From the November-December 2019 issue of News & Letters

by Gerry Emmett

Trump’s deliberately misnamed “withdrawal” of U.S. troops in Syria has drastically changed the situation on the ground. The revolutionaries in Idlib are even more threatened than before, and the Democratic Union Party (PYD) government has seen its tenuous autonomy slip away.

The genocidal Assad regime, Russia’s Putin, and Turkey’s Erdoğan have been strengthened.

Free Syrians in Idlib show solidarity with Lebanese protesters

But the Syrian Revolution is not dead. It lives in the solidarity the steadfast activists in Idlib and elsewhere have shown with revolutionary struggles in Sudan, Algeria, Egypt, Iraq and Lebanon. It lives in the rejection expressed by Arabs and Kurds to the return of Assad’s genocidal regime to eastern Syria, invited by a collapsing PYD government.

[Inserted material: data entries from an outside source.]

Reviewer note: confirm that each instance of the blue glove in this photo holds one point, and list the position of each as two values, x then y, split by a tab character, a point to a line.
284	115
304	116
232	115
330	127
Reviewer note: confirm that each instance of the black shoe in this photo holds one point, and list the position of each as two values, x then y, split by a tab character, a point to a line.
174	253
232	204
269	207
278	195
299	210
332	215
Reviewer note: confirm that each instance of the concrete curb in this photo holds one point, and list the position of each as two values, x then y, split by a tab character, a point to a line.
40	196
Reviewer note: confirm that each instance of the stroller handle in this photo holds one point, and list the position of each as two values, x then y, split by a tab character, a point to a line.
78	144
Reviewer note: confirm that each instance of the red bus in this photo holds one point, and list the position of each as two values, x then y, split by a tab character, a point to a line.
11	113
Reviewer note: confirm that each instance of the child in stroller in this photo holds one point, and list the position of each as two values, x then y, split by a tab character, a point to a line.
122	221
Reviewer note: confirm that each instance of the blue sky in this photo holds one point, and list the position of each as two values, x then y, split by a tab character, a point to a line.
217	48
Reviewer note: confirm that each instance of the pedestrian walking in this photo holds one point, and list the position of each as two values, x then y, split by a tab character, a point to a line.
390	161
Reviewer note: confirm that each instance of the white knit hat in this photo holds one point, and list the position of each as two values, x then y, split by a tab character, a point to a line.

The Revolution also lives in the horror and disgust felt by its theoreticians at the coopting of its symbols by reactionary state power—as has been done by Erdoğan’s Turkey. In fact, revolution only exists through human solidarity and critical self-comprehension. This dire moment is not the end of a discussion, but the beginning.

THE DEVIL IN HIS OWN WORDS

Trump’s Oct. 23 speech on Syria lays out his counter-revolutionary vision of a changed world. As in the Indian occupation of Kashmir, where he offered to mediate between India and Pakistan, Trump posits the U.S., and even more himself, as the central factor in world politics: “This was an outcome created by us…and nobody else, no other nation.”

He intends to reorient the U.S.’s PYD allies in line with world capitalism: “We’ve secured the [Syrian] oil…and we’ll be deciding what we’re going to do with it in the future.” He feels free to do this because of the weakness of the PYD’s position: “The war [with Turkey] was going to be vicious and probably not very long.”

He reduces the Syrian Revolution, with its creativity and heroism, to “ancient sectarian and tribal conflicts.” In this, he builds on the Obama administration’s betrayals of the Syrian Revolution, and the failure of bourgeois ideology going back to the Bosnian genocide, even as he cynically cites “President Obama’s ill-fated push at regime change.”

Most telling are Trump’s two “never befores”: “We are now an economic powerhouse like never before…We are building up America’s military might like never before.” Here’s the tail of the dragon.

This, at least, is a clear articulation of pure imperialism. As the false idea that the Syrian Revolution has been finally defeated is promoted, the curtain is pulled away.